Hydrologic Telemetry System
The Las Vegas Valley Groundwater Management Program Hydrologic Telemetry System (HTS) was put in place to help educate well owners about water levels in the valley and allow well owners to see fluctuations in water levels near their wells in "real-time."

What's the purpose of water level networks?
Water level networks are established and maintained to observe long-term changes in water level over time. The changes that are observed may be natural variations or may be caused by anthropogenic activities. Some of the changes may be so slow that the presence of long-term trends cannot be observed without decades of measurement. Others are nearly instantaneous but the magnitude of the change may be small.

Weather stations are a more common example of a network. Each station collects data that allows meteorologists to predict future weather patterns and explain weather-related phenomenon. Data are collected on a minute, hourly or daily schedule to predict the weather tomorrow or next week near the station. When data are analyzed from all the stations in the network, the weather can then be predicted over a much wider area.

Once the station has established a historical record, the site can become a climate station where long-term weather predictions can be made. Water level networks observe the "weather" conditions near the well, and long-term sites help explain the "climate" in a given aquifer or system of aquifers. The most important characteristic of any monitoring network is good spatial coverage that not only represents the area but also is capable of observing significant local variations.

Well Selection
The HTS well network is designed to augment the existing water level monitoring networks. Several networks currently exist and are measured by different agencies and for different purposes. These networks are designed by the investigating hydrologist to be representative of aquifer conditions at a given location and are measured at regular intervals. The physical construction specifications of the well, the location of the well and the characteristic (i.e. water quality, or water level or both) that is being monitored all determine how often the well is measured.

The wells within the network may include:

• Dedicated monitor wells
• Unused/inactive wells
• Active wells where the activity of the wells does not significantly effect the parameter that is measured

The construction of the well determines the various aquifers and aquitards in communication with the wellbore. The aquitards or aquifers may be large or small depending on the complexity of the alluvium. The proximity of the well to local stresses (wells producing water out of the same zone) is also an important consideration when selecting the well site. In some wells, this will have a strong effect on the local flow patterns. Monitoring the flow patterns is the very purpose of water level networks and therefore the wells are best located where flow patterns are undisturbed.

Data collection and analysis
The frequency of data collection and the accuracy of the equipment determine the type of hydrologic event that can be investigated. These hydrologic events can be as normal as seasonal water level changes or as unique as water level changes associated with earthquakes.

The water levels within the confined part of the Las Vegas Aquifer System are very active. Hourly, daily, monthly, seasonal, yearly and decade-long variations can all be observed. Hourly and daily data can record variations in barometric pressure and cyclic daily production of nearby wells. This type of data is usually measured with units less than a foot. Monthly and seasonal water levels usually vary by tens of feet, reflecting seasonal stress induced by natural and artificial recharge and production.

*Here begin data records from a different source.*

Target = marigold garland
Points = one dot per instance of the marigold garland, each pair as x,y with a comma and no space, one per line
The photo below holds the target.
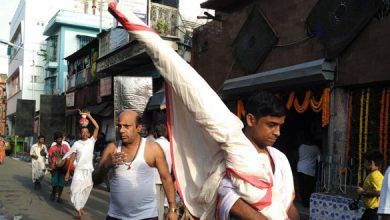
386,126
240,109
317,106
325,107
290,100
367,104
381,120
348,142
360,136
302,108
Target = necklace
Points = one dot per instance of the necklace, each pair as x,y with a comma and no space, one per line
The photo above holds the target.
128,164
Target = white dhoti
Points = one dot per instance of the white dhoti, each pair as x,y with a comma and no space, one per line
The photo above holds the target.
38,169
203,131
81,187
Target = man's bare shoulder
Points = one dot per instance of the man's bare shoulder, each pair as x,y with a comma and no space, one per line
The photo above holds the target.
152,145
152,150
110,148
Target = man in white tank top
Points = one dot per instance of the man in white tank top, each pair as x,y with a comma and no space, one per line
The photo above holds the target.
133,192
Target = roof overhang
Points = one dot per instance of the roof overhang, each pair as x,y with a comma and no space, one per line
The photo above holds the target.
301,75
223,5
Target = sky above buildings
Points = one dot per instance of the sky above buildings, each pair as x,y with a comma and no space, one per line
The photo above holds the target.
190,9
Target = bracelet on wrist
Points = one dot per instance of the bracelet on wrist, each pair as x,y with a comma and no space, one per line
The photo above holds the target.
173,209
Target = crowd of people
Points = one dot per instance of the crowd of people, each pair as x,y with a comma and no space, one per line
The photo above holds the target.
141,184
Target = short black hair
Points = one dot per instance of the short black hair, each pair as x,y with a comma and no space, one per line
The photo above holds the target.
263,103
375,156
57,135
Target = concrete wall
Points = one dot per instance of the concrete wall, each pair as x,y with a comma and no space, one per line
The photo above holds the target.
216,63
366,60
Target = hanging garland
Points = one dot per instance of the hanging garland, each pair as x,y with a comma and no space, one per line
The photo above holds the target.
360,136
386,126
381,120
302,108
240,109
366,120
317,106
348,143
290,100
325,107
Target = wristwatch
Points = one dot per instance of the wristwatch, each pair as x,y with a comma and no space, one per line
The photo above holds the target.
173,209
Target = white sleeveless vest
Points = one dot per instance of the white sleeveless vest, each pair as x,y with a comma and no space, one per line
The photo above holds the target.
133,191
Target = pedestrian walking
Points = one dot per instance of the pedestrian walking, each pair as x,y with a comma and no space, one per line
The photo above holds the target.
133,190
56,152
372,184
82,152
38,154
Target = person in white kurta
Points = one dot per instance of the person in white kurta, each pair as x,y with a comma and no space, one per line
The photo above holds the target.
38,160
82,151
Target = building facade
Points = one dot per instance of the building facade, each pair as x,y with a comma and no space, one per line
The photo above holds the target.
66,33
28,49
279,46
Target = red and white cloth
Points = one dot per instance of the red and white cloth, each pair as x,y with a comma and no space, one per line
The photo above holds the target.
205,136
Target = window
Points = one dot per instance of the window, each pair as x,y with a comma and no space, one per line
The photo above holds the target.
84,40
14,84
52,43
17,40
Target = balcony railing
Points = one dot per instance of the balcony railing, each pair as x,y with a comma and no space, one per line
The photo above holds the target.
164,19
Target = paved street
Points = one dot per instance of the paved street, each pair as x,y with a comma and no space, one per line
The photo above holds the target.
18,197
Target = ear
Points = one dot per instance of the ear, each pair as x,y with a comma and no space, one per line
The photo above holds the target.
250,120
139,128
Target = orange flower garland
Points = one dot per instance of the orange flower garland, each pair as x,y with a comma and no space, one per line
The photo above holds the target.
348,143
290,100
240,109
317,106
386,126
360,136
381,120
325,107
366,119
302,108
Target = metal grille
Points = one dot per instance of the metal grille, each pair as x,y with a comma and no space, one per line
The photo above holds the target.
337,22
254,42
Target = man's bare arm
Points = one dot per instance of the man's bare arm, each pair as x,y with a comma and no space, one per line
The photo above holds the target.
241,210
105,164
95,124
166,179
293,213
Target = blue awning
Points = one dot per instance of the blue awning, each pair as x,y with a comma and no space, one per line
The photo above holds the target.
306,74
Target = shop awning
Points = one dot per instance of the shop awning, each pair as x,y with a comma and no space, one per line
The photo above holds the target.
104,109
306,74
157,101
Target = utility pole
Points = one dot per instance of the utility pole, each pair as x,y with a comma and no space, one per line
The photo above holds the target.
33,64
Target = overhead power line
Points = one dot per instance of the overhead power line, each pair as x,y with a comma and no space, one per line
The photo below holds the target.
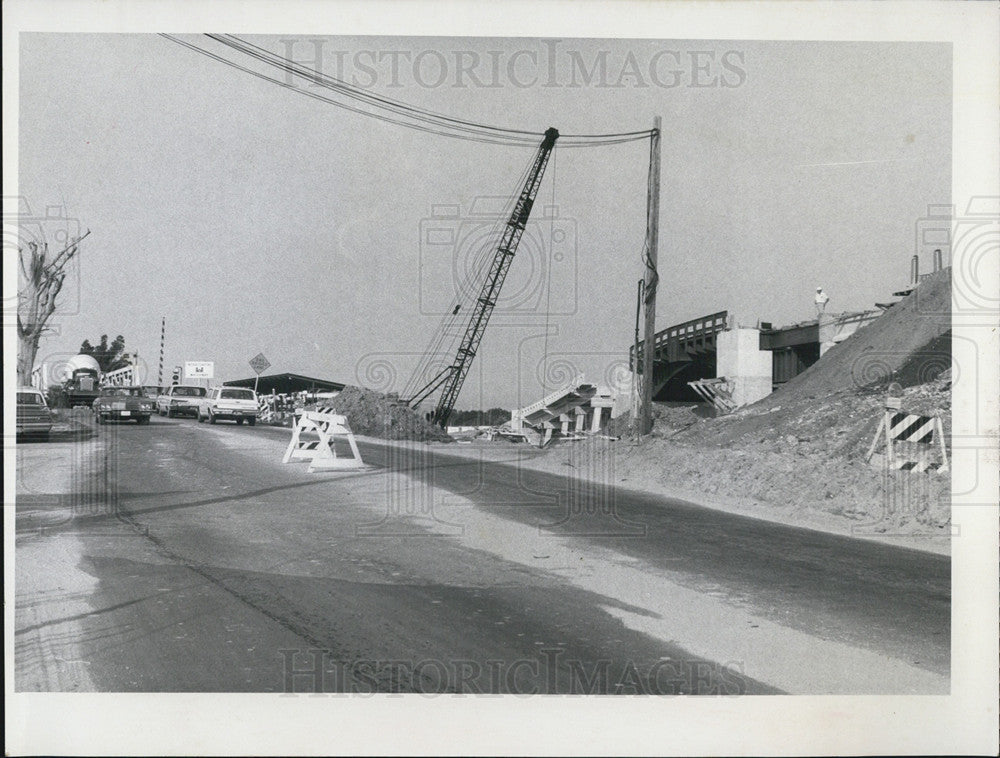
380,107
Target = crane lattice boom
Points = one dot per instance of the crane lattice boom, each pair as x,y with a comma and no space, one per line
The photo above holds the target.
453,377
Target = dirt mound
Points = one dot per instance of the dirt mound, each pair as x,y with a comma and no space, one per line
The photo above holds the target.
667,417
907,343
803,447
373,414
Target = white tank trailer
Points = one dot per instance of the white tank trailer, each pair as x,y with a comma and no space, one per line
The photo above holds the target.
83,376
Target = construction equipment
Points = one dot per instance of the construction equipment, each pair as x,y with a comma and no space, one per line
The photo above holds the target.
83,375
452,377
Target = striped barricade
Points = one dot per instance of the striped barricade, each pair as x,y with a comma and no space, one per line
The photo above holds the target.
265,409
917,435
321,429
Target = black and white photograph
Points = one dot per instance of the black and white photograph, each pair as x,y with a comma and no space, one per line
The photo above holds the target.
510,378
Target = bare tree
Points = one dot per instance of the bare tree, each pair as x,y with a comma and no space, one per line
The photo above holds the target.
41,280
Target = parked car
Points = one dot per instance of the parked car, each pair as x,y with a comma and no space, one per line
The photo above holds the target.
229,403
123,404
33,414
180,400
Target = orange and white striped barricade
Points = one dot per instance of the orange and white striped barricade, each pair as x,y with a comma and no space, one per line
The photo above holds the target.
912,430
321,428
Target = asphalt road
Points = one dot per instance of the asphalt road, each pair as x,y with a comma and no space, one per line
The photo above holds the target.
211,567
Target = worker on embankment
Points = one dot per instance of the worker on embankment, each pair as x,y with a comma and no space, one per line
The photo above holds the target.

How are the wells monitored?
The wells are equipped with instruments and data loggers to allow the water level and water temperature or barometric pressure to be monitored continuously. Water levels and the secondary parameter readings are taken hourly. The data are then transmitted from the HTS site daily and the data are updated every 24 hours.

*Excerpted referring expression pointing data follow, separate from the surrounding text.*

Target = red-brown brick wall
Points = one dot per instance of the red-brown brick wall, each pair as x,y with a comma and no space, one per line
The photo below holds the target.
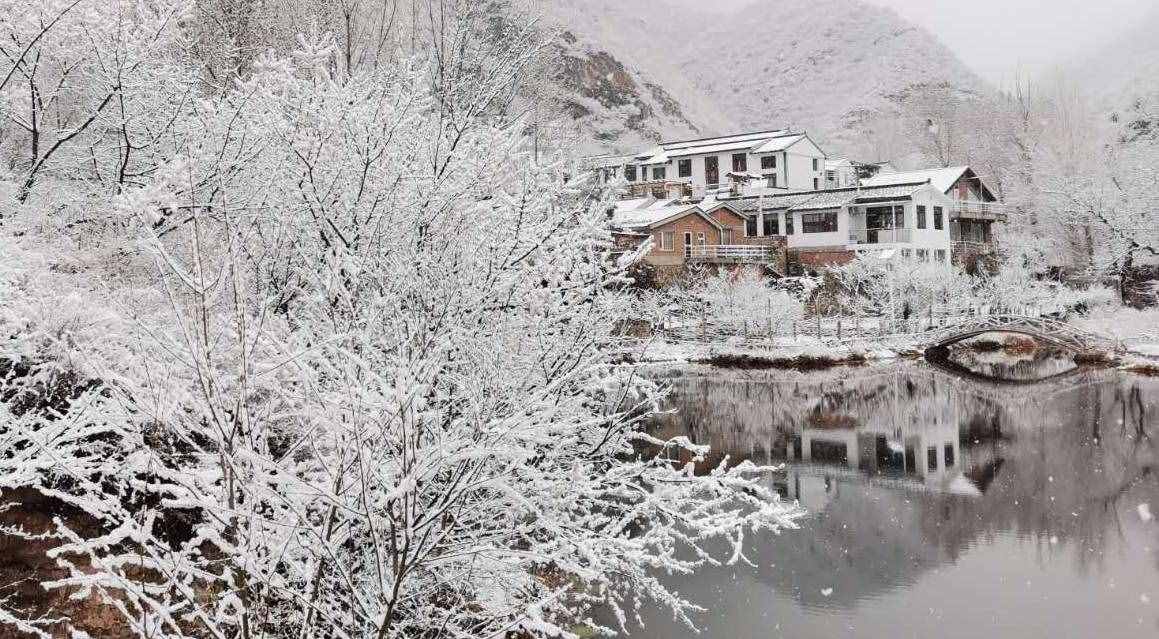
818,259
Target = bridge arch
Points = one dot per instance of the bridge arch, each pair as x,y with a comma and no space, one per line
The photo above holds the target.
1037,335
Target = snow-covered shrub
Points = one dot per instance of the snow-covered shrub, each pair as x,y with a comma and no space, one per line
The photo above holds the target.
731,298
899,288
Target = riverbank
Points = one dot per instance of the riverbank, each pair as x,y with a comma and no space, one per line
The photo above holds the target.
1136,331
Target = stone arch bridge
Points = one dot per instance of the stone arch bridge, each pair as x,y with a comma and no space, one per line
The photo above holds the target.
1040,328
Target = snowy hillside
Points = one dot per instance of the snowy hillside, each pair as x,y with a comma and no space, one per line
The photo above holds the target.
1124,70
825,65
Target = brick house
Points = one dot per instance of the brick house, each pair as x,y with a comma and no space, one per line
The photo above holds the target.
713,233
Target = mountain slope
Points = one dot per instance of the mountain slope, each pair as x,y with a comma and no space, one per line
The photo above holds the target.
1124,70
819,64
823,65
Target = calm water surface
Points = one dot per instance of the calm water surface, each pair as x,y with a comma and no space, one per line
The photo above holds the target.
939,506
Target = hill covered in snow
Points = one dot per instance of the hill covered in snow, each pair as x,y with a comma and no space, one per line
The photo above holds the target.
640,71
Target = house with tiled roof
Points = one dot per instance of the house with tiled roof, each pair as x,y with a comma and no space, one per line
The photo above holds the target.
777,159
974,210
709,232
781,189
832,226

Figure 1. Hydrograph showing the influence of barometric pressure on water levels.

Water temperature and water level
Some sites monitor water temperature and water level. Wells in the extreme southern and southeastern portions of Las Vegas Valley have a higher water temperature than do the wells in other locations of the valley. This is due to the subsurface geologic conditions. These wells are in closer proximity to volcanic rocks, which at depth, still heat the water.

Barometric pressure and water level
Other sites collect barometric pressure and water level. Depicted on the hydrograph, the relationship between water level and barometric pressure are easy to see. When the barometric pressure is lower, the water level will rise and when the pressure is higher, then the water level will fall.

Several local, state and federal agencies maintain water level networks for the confined portion of the Las Vegas Valley Aquifer System (LVVA Aquigroup). Also, a few agencies maintain water level monitoring networks for the shallow, unconfined part of the LVVA Aquigroup. The wells proposed for this network were selected to be representative of the conditions in specific areas and provide good spatial coverage of the entire Las Vegas Valley.

Twelve sites in the deeper confined system were selected to complement six wells that are currently continuously monitored (but not telemetered) by the United States Geological Survey. All owners of wells used for water supply directly benefit from this type of information but the magnitude of the benefit is usually a function of the distance from the monitor well to the site of interest.

All of the wells selected were previously existing and unused because of both the cost of drilling new wells and the lack of historical record on new wells. The likelihood of subdivision development was also an important consideration because several long-term (20+ years) monitoring wells have been lost to residential development in the last five years.